St Albans street name quiz - the answers
1) Alma Cut
Commemorating the Battle of Alma (20th September 1854) in the Crimean War. The local regiment, [the 49th (Princess Charlotte of Wales) (Hertfordshire) Regiment] fought in the battle. The ‘Cut’ refers to a narrow cutting, joining one street to another.
2) College Street
College Street dates from 1826/27. It takes its name from buildings on Lower Dagnall Street, which in the 18th century had been the Collegium Insanorum of Dr Nathaniel Cotton, a pioneering mental health home. The buildings were demolished to make way for the road.
3) Drovers Way
This takes its name from the cattle drovers who brought cattle to the market. Between 1926-71 the market stood on the site now occupied by the multi-story car park.

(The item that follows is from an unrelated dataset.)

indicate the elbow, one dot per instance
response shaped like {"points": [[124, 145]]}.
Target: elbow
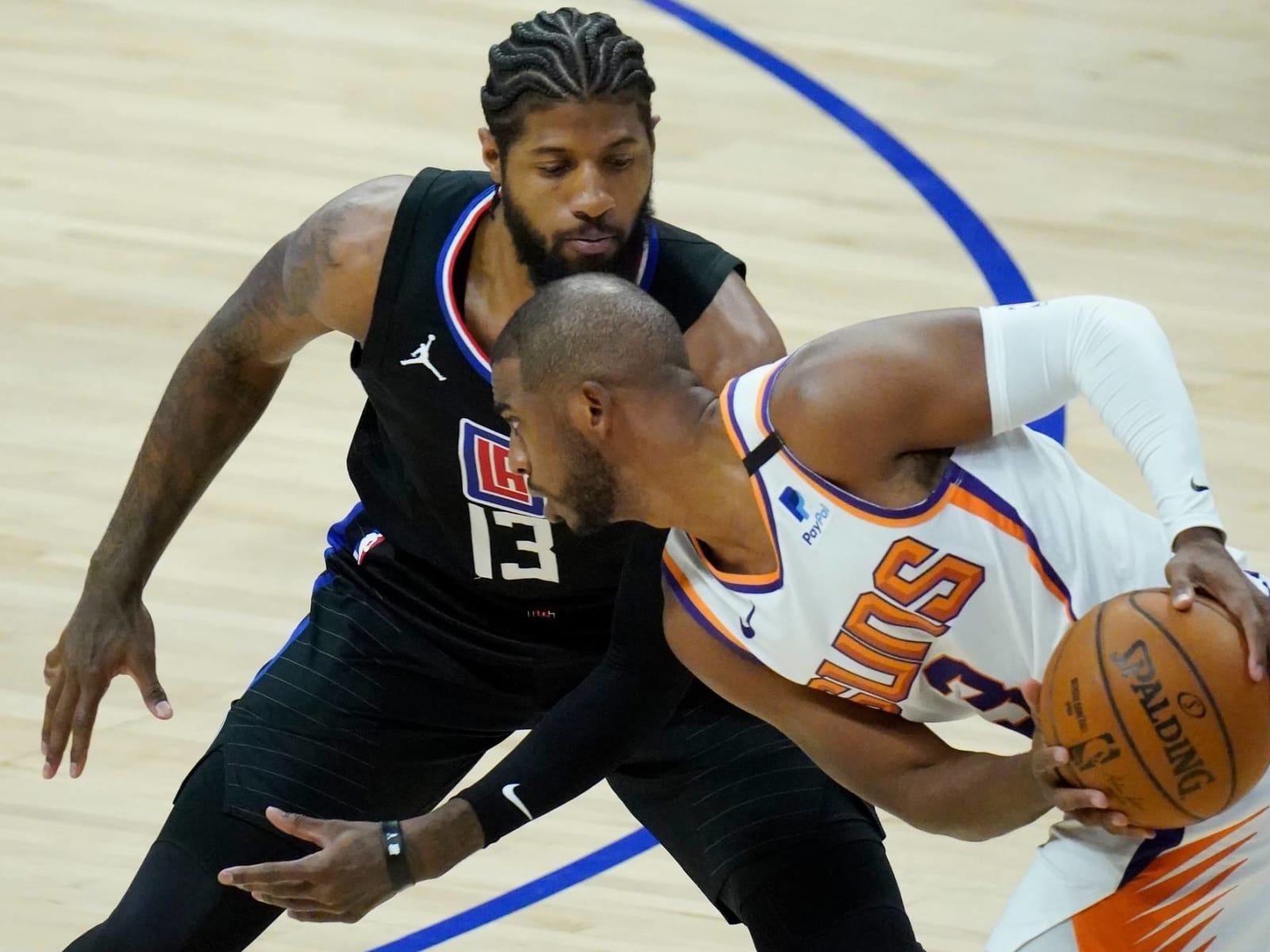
{"points": [[1117, 311], [945, 825]]}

Before 1926 the cattle market was situated in front of the Town Hall (now the Museum + Art Gallery).
4) Fishpool Street
In medieval times, this street skirted the north eastern side of the Abbey grounds. Alongside the street lay the fish ponds that the Abbey created to provide a ready supply of fresh fish. The street lay on the main route from the town to north west England, and several coaching inns were located there.
5) Hall Place Gardens
Named after Hall Place, a medieval manor house which stood in the vicinity. In the past it was claimed that King Henry Vl rested there during the First Battle of St Albans. This is now disputed. The house was knocked down in the early 1900s.
6) Holywell Hill
Called Halliwell Street in medieval times. Takes its name from the proximity of a holy well which was supposed to mark the spot where St Alban’s severed head came to rest after rolling down the hill. Abbot Ulsinus (Wulsin) is said to have diverted Watling Street in the ninth or tenth century, forcing all through traffic along the hill, thus enabling the Abbey to levy tolls.
7) London Road
The original road from London to the North West via St Albans passed along Sopwell Lane. In 1796 Thomas Telford constructed a new London Road, removing the need for traffic to come up the steep Holywell Hill. As a result, many of the coaching inns along the Old London Road and Holywell Hill lost much of their trade.
8) Marlborough Gate
Takes its name from the Dukes of Marlborough. The 1st Duke of Marlborough was a famous general in the wars against France at the beginning of the 18th Century. He and his wife, the redoubtable Sarah Spencer, had their favourite home in St Albans and built almshouses for the poor.
The name of the shopping centre commemorates the brewery activities on the site dating back to at least 1776. The last brewery on the site, Adey & White’s, closed in 1936.
Romeland is a corruption of the name ‘Roomland’ or ‘open space’ where medieval fairs were held, and where George Tankerfield was burnt at the stake in 1555 in the reign of Queen Mary l. It was eventually used as a supplementary graveyard.
11) Sopwell Lane
Travellers from both Sopwell, where there was a nunnery in medieval times, as well as those from London, would enter St Albans via this road. Coaches had to mark a sharp right hand turn on Holywell Hill, but the need for this was removed when the new London Road was opened in 1796.
12) Spencer Street
Named after the important Spencer family who were very influential in the town. The street was cut through the garden of one of their houses which is now a shop on St Peter’s Street.
13) Spicer Street
Believed to derive from the medieval French word for grocers – épicier. The street later became the home of one of the most historically important ‘independent’ or Dissenting churches in St Albans, catering for local Congregationalists, including the well-known Samuel Ryder.
14) Sumpter Yard
‘Sumpter’ is an old name for a packhorse. These beasts of burden were widely used to transport goods until toll roads (turnpikes) improved road conditions and made it more practicable to use carts. Sumpter Yard is believed to have been the tradesmen’s entrance to the Abbey.
15) Verulam Road
Named after the important local family, the Grimstons, who were Earls of Verulam. The road was ‘cut’ by the renowned Scottish engineer Thomas Telford in 1826, to help speed up the journey from London to Holyhead in North Wales. As a result, coach traffic moved away from Fishpool Street, drastically reducing the business of coaching inns there.